FREE DM Review Site Registration!
Sign-up today and access DM Review on the Web!

Your FREE registration entitles you to:

FREE email newsletters

FREE access to all DM Review content

FREE access to web seminars, resource portals, our white paper library and more!

   

Time and Time Again: Managing Time in Relational Databases, Part 10 - Foreign Keys in Version Tables

In trying to explain versioning to other data modelers and DBAs, we have found that many of them are worried about the cascade update implications for versioned tables. In general, the concern is that if a new version of an object is inserted into a version table, then all foreign key references to the version it replaced must be updated to point to the new version. Furthermore, if those updates take place in tables which are themselves versioned tables, then those updates create additional new versions, and all foreign keys that point to them must also be updated. And so a single versioned update can cascade out to affect many other versioned tables, ending only when a cascade chain reaches either a) a non-versioned table or b) a versioned table which does not itself contain any foreign keys.

These concerned modelers and DBAs correctly point out that this cascade effect can make versioned updates very expensive. Furthermore, if there are any circular references, the cascade will become an infinite loop. For example, consider this pair of tables: a Client Version table and our Policy Version table. The Policy Version table contains a foreign key to the Client Version table, and each row in the Client Version table contains a count of the total number of versioned updates across all policies for that client. The infinite loop happens like this:

  1. A new version of a policy is inserted. Call the old version P12 and the new version P13.
  2. This triggers code that updates the policy version count in the related client, resulting in a new version of that client. Call the old version C25 and the new version C26.
  3. At this point, we must cascade update the policy version. P13's foreign key still points to client version C25, and it must be updated to point to C26. This creates a new version of that policy, P14.
  4. But now the trigger executes once again, updating the policy version count in the related client. This loops us back to step 2, where we update that count, creating client version C27.
  5. But once again, we must cascade update the policy version. P14's client foreign key still points to C26. This update creates a new version of that policy, whose client foreign key points to C27. This new version of the policy is P15.
  6. And so on, and so on, to either the last syllable of recorded time, or to a frustrated machine operator who cancels the process.

Also, notice that so far, we have talked only about cascade updates. There are also, of course, cascade deletes. As we will see later on, the semantic constraints surrounding cascade deletes in versioned tables are not identical to those for cascade deletes of non-versioned tables.

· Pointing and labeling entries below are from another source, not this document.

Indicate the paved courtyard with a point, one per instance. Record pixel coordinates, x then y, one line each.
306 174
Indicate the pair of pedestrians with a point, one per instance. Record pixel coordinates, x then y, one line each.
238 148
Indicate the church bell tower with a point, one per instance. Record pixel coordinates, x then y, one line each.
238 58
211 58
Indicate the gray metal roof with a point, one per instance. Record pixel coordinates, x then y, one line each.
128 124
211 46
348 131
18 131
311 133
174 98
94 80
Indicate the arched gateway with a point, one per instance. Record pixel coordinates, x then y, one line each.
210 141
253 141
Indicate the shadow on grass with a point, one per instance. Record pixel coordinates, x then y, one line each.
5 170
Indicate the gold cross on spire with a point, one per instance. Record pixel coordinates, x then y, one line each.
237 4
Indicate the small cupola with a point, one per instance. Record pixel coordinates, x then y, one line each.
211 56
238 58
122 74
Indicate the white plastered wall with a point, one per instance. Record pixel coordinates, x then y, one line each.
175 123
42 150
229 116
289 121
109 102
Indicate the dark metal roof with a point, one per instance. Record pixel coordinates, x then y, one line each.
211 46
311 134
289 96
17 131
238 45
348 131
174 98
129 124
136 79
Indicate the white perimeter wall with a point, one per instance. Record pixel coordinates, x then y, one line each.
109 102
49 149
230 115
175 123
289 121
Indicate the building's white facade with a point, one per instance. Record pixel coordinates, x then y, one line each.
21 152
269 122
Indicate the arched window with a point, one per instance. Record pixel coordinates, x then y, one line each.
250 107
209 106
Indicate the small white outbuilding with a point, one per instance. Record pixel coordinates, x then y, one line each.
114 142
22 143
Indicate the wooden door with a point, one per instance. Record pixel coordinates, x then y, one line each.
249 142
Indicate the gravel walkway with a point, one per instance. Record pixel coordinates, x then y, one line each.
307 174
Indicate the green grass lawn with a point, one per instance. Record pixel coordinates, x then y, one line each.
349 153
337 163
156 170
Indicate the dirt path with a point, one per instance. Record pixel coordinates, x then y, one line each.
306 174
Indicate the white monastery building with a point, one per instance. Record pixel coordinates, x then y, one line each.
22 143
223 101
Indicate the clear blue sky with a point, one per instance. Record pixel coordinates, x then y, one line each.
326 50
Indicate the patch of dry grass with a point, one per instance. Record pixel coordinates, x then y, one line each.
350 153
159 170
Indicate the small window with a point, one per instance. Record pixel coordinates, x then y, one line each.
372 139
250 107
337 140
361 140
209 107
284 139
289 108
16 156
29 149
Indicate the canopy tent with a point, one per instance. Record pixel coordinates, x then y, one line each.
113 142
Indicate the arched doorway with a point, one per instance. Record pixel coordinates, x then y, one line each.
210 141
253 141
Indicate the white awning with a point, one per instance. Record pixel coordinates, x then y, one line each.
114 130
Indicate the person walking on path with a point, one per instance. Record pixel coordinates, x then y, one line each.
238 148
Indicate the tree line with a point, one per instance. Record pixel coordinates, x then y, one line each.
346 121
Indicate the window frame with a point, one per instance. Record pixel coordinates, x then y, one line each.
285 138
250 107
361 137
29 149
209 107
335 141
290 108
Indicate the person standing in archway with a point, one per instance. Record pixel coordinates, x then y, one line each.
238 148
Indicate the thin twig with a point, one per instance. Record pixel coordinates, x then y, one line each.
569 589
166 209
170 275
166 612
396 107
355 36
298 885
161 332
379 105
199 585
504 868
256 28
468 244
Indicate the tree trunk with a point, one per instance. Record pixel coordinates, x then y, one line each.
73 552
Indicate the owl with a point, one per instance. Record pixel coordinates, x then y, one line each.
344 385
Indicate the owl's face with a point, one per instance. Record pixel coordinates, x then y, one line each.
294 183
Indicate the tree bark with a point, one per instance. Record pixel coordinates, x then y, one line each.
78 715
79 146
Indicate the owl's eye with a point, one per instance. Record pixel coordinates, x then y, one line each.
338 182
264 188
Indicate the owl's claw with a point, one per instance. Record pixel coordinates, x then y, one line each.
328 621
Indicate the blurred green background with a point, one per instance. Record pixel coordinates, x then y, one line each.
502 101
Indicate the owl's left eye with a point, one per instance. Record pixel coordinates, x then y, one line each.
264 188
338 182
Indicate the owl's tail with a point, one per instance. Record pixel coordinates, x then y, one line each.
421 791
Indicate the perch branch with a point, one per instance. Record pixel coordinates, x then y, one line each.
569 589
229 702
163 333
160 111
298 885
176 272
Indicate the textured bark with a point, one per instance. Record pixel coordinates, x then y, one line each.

But for now, we will concentrate on the cascade update problem.

Chart of Version Patterns

Before continuing, we insert here the current chart of version patterns. References back to earlier patterns are happening pretty frequently now, and we hope this will help the reader recall what those prior version patterns are.

Figure 1: Chart of Version Patterns

Chart of This Series

Before continuing, we insert here a chart listing the installments to date in this series and a brief description of what each one is about. As this series grows longer, the back references to earlier installments will only increase, and we think that having a chart like this at hand will be helpful.

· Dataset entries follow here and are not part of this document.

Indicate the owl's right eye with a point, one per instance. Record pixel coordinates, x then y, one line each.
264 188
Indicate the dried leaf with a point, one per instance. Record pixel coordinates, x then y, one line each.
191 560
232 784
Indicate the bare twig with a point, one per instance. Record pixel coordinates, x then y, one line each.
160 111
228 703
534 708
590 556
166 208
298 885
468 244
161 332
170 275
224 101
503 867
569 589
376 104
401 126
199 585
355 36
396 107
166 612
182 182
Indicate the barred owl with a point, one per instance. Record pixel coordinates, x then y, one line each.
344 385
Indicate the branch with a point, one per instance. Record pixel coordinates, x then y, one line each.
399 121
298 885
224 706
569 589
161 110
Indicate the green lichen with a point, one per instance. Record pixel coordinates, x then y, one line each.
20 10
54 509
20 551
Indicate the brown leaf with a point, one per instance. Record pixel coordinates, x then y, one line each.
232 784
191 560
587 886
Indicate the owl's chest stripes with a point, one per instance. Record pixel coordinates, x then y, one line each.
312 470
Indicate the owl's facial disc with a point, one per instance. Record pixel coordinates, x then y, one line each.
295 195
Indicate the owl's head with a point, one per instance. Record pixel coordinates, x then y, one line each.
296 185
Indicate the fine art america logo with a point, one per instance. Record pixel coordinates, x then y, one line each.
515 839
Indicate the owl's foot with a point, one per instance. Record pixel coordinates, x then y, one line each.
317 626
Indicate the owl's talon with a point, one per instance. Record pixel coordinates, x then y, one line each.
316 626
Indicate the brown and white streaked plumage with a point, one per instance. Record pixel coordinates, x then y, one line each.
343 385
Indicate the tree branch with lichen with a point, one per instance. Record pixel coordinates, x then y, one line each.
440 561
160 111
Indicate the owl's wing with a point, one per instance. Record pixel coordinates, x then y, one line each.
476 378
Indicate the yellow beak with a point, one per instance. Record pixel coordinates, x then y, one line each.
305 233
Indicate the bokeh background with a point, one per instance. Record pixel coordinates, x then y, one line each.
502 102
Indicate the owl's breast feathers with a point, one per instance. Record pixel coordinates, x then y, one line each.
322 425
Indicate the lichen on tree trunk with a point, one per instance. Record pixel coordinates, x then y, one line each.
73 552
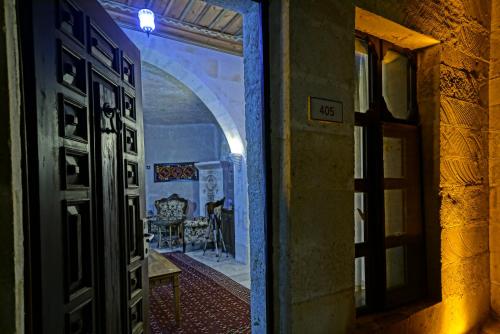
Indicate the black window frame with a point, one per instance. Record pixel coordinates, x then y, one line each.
373 249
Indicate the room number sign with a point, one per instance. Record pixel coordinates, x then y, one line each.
325 110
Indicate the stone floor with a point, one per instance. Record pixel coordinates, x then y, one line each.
227 265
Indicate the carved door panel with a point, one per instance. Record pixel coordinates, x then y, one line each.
88 270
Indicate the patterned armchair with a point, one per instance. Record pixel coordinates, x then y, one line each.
170 213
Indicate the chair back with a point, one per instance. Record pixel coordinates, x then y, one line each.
172 209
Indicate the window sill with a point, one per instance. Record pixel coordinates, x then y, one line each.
391 321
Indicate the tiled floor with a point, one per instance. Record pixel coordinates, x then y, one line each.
227 265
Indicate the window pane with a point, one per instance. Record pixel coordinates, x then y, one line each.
359 284
359 152
395 267
395 211
393 157
359 217
395 84
361 98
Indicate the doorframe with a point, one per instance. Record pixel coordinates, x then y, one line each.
31 294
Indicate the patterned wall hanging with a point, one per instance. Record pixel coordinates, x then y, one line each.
175 172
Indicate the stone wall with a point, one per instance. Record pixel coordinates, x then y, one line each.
463 28
176 143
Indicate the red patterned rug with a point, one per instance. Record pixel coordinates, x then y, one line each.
210 301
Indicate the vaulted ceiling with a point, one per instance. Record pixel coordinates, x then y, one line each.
192 21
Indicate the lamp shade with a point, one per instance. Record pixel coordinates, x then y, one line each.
147 20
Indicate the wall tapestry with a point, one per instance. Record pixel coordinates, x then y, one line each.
175 172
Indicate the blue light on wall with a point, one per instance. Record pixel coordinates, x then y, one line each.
146 20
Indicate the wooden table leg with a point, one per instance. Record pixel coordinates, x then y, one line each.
177 299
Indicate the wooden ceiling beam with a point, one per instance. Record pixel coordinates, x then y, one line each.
234 18
186 10
167 8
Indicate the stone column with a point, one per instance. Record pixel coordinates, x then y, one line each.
494 158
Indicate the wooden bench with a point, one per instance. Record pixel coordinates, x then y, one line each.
161 270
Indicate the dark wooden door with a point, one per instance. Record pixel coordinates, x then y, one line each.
87 269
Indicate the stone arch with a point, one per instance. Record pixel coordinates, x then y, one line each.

Figure 2: Chart of Installments to Date in this Series

What to Do About the Cascade Update Problem for Versioned Tables

There are only three possible responses to the versioned table cascade update problem (or to any problem). They are: a) ignore the problem, b) avoid it or c) fix it.

Ignore it. The first response is to ignore the problem. If we take this approach, it means that in many if not most cases, a single versioned update will trigger any number of additional versioned updates. Perhaps the attitude about multiple updates is: "DASD is cheap; CPU cycles are cheap. So just let it happen." But then what about the possibility of an infinite loop? Perhaps the attitude about infinite loops is: "Design your databases so there aren't any loops."

In some specific cases, this may be an acceptable response. But if our objective is to develop an enterprise solution (which, indeed, is our objective), then this response just won't do. We need a response that works in all possible cases, not just in special individual cases. We can't just ignore the issue of cascade updates in versioned tables.

Avoid it. The second response is to avoid the problem. This means to turn off referential integrity checking in the DBMS (which would stop the loop in the client to policy direction). If we can accept cascade updating, and are only concerned to avoid the infinite loop, an alternative is to turn off the developer-written code which updates counts (which would stop the loop in the policy to client direction).

Avoiding the problem is not as cavalier as it sounds. Standards committees are at loggerheads over how to introduce temporal management functions into relational DBMSs, and as a result, DBMS vendors are stymied. Consequently, there is no adequate support for temporal database management in current relational DBMSs. So we shouldn't be surprised that there is also no DBMS-implemented referential integrity that works for temporal (versioned) tables. Until there is such support, avoiding the problem by turning off referential integrity may be a very reasonable response.

But isn't the proper conclusion, given DBMS shortcomings, to implement referential integrity with our own code? Isn't the proper conclusion to fix it, not to avoid it?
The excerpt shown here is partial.